Et a recognu et confessé de son plein grès, pure,
franche et liberalle volonté, qu'il a renoncé, cédé,
remis et quicté, renonce, cede, remect et quicte pour
tousiours perpétuellement sans reuocquer es mains de
Nicolas Jean Andreu dudict du Pair, fils de la dicte
Barbelinne present stipulant pour lui, Jehennon, sa
femme, leurs hoirs et ayans causes, A tout tel droict,
nom, raison, part, propriété, et action, qu'en vertu
dudict droict de confiscation estait obvenu et acquis, à
la dicte abbaye des biens tant mobiliaires,
qu'héréditaires de ladicte feue Barbelinne, sans que
jamais on en puisse aulcune chose demander, repeter, ny
inquieter ledict Colas Jean Andreu, ses hoirs et ayans
causes, ny semblablement les biens de la dicte deffuncte
sa mère. Et a esté faicte ladicte renonciation, remise,
et quictance pour et parmy la somme de Deux cens quattre
vingts frans monnaye de Lorraine, douze gros comptés
pour chacun franc. Dont et de laquelle somme ledict Sr
Reuerand soy est tenu content. Promettant ledict Sr
grand vicaire, soubs le voeux de sa religion, tenant la
main au pect (poitrine), leur faire tenir, et auoir à
tousiours, ceste dicte renonciation, pour aggréable,
ferme, et stable, sans jamais aller au contraire en
manière que ce soit ou puisse estre .. Et icelle
bonnement et Ieaulment garantir auxdits acquerrans leurs
dicts hoirs et ayans causes contre et envers tous
jusqu'au droict soub l'obligation de tous ses biens
meubles et immeubles pns (présents) et advenirs et sont
touttes exceptions de deceptions cessantes; En
tesmoingnage de vérité, sont ces présentes lettres
scellées du scel du Tabellionnage Monseigneur le Duc, de
sa cour de Saint-Diey, saulf son droict et l'aultruy,
Que furent faictes l'an mil cinq cens octante quattre,
le dix neufième jour du mois de mars; Pns (présents)

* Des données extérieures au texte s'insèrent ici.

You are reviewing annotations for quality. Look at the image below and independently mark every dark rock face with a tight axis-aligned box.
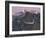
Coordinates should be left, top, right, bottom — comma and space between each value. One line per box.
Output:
12, 11, 40, 31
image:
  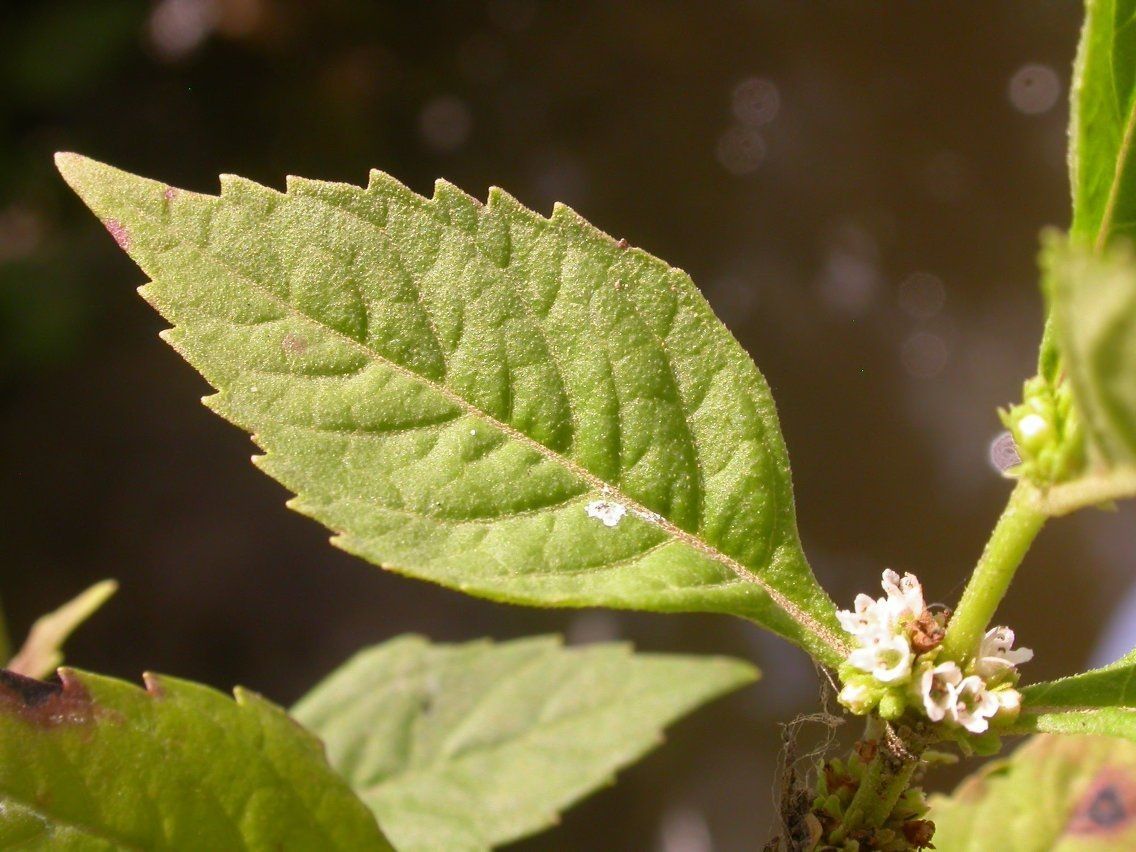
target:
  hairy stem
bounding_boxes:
[943,482,1047,662]
[829,736,919,843]
[0,604,11,667]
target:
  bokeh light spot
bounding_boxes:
[1010,64,1061,115]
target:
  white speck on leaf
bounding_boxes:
[584,500,627,527]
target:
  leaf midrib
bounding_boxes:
[1093,14,1136,249]
[160,191,844,655]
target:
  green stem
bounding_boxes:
[943,482,1049,663]
[829,737,919,843]
[0,604,11,667]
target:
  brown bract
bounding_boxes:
[0,669,98,728]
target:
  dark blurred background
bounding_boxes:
[0,0,1136,852]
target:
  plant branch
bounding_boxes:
[0,604,11,667]
[943,481,1049,662]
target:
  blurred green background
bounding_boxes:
[0,0,1134,852]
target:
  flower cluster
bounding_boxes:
[999,376,1085,485]
[836,570,1034,734]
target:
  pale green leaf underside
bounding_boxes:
[5,579,118,677]
[929,736,1136,852]
[58,154,842,665]
[1044,234,1136,508]
[0,669,391,852]
[292,636,757,852]
[1069,0,1136,248]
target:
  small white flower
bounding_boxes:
[836,680,875,716]
[919,660,962,721]
[880,568,927,623]
[952,675,1001,734]
[849,635,913,684]
[975,627,1034,680]
[836,594,892,640]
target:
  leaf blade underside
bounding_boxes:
[0,669,392,852]
[292,636,757,852]
[928,735,1136,852]
[57,154,843,665]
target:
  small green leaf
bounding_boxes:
[1069,0,1136,249]
[0,669,391,852]
[1013,651,1136,741]
[1021,651,1136,707]
[7,579,118,677]
[1043,234,1136,513]
[292,636,757,852]
[929,735,1136,852]
[57,154,844,666]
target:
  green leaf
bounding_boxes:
[929,736,1136,852]
[7,579,118,677]
[57,154,843,665]
[0,669,391,851]
[1013,651,1136,741]
[1069,0,1136,249]
[1043,234,1136,513]
[292,636,757,852]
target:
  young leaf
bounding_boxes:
[57,154,843,665]
[0,669,391,852]
[1014,651,1136,741]
[7,579,118,677]
[929,736,1136,852]
[292,636,757,852]
[1069,0,1136,249]
[1043,234,1136,513]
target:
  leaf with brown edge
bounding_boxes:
[292,636,758,852]
[57,149,845,666]
[929,734,1136,852]
[0,669,392,852]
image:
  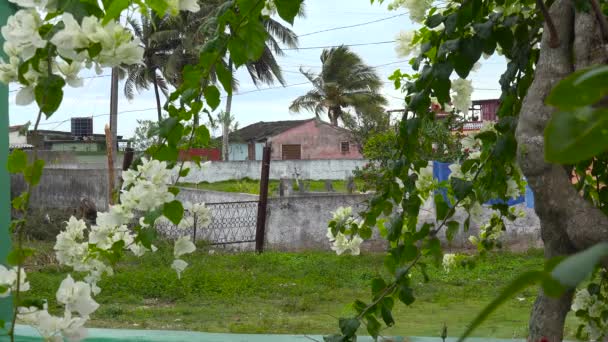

Claudon Barelier dudict Pair, et Didier Demenge Cugnin
demt (demeurant) à la Voivre, tesmoings ad ce priez et
requis.
JOUPDELANCE.
Plusieurs nobles furent exécutés pour crime de
sorcellerie : Romaric Bertrand (1408); le Seigneur de
Gibaumeix ( 1625); Melchior de Vallée (1631).
Dr A. FOURNIER.
(1) Quelques ouvrages à consulter : Michelet. La
Sorcière. - Axenfeld . Jean Wier et les Sorciers,
Extrait des Conférences historiques faites à la Faculté
de médecine de Paris. 1865. - Dumont.
Justice criminelle des duchés
de Lorraine et Bar, t. II, pages 23 et suivantes.